Karima Delli (FR, Greens/EFA) is chair of Parliament’s Transport and Tourism committee

10 Apr 2017

1. What do you see as the committee’s main achievements in the first half of the current mandate - and what do you see as its main priorities for the coming two and a half years?

The main topic that marked the first half of the mandate is the finalisation of the fourth railway package.

Although the political pillar was not sufficient for me and my colleagues from the Greens group, the new regulation fosters major progress in terms of technical harmonisation, necessary to strengthen rail competitiveness over road and air sectors.

For the next two and a half years, we will focus on achieving the aviation and maritime strategy and begin the massive work on the road package.

This involves crucial pieces of legislation such as the revision of the Eurovignette and the rules of cabotage in tackling social dumping in transport, as well as reindustrialisation plans for the car and bus industry.


2. What do you believe are the main challenges and issues facing the committee for the remainder of the current legislature?

I have three main goals for this legislature.

First, we must mobilise all available means for reducing transport emissions.  Climate is an absolute priority because transport, unlike many other sectors, has increased its greenhouse gas emissions by 30 per cent since 1990 and was not included in the COP21 negotiations. This is why I would like the EU to push for the opening of a transport chapter for COP23 in Bonn.

Second, we must find concrete answers to social dumping in transport which is a plague killing both our industry and the European spirit.

Finally, as with other committees, TRAN must play its part in anticipating the digital revolution in order to boost innovation such as the collaborative economy and autonomous driving with regard to their potential social impact.


3. What impact, if any, will Brexit and other events such as national elections in France, the Netherlands and Germany, have on the committee’s work?

Of course there will be an impact.
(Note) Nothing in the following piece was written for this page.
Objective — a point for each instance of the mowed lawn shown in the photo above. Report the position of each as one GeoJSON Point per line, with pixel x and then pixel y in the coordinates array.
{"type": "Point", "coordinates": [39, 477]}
When a country withdraws behind its borders and sets protectionist rules, this provokes a decrease in the circulation of services and persons.

The attempted Trump Ban is a perfect illustration of this trend. Closer to home, a hard Brexit would mean that the UK leaves the single European sky - British airlines would no longer have access to the single market, and would therefore not be able to operate flights between Paris and Rome, for example.

This would bring about many uncertainties and new entry barriers to the air market, from which both the EU and UK would suffer, with consequences on growth, employment and above all, mobility.


4. How can citizens become more engaged in what your committee does and how can you better communicate its work to voters and stakeholders?

Transport is a part of citizens’ everyday life. The decisions we make have a direct impact on them. It is therefore my duty as Chair of this committee to be transparent and communicate on the work that we do in a way that is understandable and devoid of any of the technocratic terms that have kept European citizens so distant from their institutions.

I am also planning on opening up the transport committee to citizens twice a year, in order to create a new dialogue between people and their elected members. During these public meetings, I want frank discussions without taboos, particularly with the younger generation. I look forward to debating with them.


5. Are you concerned by the apparent reduction in recent weeks and months in the legislative output of the Commission due to the Refit exercise and do you expect this to continue? Will this impact on your committee’s workload and, if so, how?

They key issue with the Refit programme is to make sure that “better regulation” does not mean “less regulation”. It would be a shame to give up legislation on, for example, the environment or on women’s rights.

For instance, the air quality package was threatened at the very start of Refit, only for the dieselgate scandal to break and demonstrate that this was a major topic for our citizens.